Creation of the veterinary school in 1985 occasioned some controversy among already 
established veterinarians in Israel, who felt the market was saturated and did not welcome 
even more competition. Peres said the criticism has become less intense in more recent years.  Before the school’s creation, he said, about 100 Israelis a year became veterinarians by graduating from foreign schools, particularly in Italy.  Now, the annual crop of veterinarians still is about 100, but 40 of them are graduated from the Hebrew University. 

Newman’s veterinarian group once had backed their Israeli colleagues’ opposition to the 
school, but eventually switched its position and became a supporter. With about 500 
members throughout the United States--most of them Jewish--the American Veterinarians 
for Israel periodically contribute equipment for the teaching hospital. 
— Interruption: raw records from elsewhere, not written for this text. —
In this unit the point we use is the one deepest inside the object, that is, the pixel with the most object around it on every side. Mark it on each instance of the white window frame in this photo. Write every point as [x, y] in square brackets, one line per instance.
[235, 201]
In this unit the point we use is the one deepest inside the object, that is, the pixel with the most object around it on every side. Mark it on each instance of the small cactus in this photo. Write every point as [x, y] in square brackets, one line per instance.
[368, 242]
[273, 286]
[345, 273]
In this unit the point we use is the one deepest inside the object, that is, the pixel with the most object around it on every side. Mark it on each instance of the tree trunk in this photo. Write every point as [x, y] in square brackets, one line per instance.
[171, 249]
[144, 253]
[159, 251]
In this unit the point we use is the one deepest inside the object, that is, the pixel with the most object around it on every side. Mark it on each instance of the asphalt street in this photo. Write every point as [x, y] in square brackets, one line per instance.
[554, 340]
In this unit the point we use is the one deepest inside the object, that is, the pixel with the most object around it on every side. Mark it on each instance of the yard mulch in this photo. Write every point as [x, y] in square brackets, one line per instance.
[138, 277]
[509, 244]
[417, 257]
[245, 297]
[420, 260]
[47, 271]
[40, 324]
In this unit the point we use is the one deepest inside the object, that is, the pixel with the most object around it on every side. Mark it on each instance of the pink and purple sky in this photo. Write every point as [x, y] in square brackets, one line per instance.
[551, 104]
Peres said graduating new veterinarians is but one aspect of the school.  “A veterinary 
school is a center for excellence, for continuing education, for contacts with the Middle East 
and the rest of the world, and for increasing the level of veterinary medicine in the country,” 
he said. 

Veterinarians from Egypt and from the Palestinian Authority come to the school for several 
months of intensive courses, as do veterinarians who have immigrated to Israel from the 
former Soviet Union.  “We also wanted to have contracts with the Jordanians, but there 
were political problems,” Peres said. 

The E-shaped school building is beginning to bulge at the seams as a result of the varied 
activities that occur there. One class has to be taught in the bomb shelter because of a 
lack of classroom space. There also is a need for more research space and equipment, 
according to Peres, who does quite a bit of fundraising for the school. 

Although the school’s focus is mainly clinical, Peres said, “I would say that we have some 
nice achievements in research, especially in the field of small animal and canine infectious 
diseases. As for large animals, we have conducted some research on bovine lameness. 
And we have been working in the field of wildlife diseases.” 

Following in his father’s footsteps, Peres hopes to create partnerships between the 
veterinary school and similar institutions throughout the Middle East to conduct joint 
research, particularly on how to curb animal diseases that can spread to humans.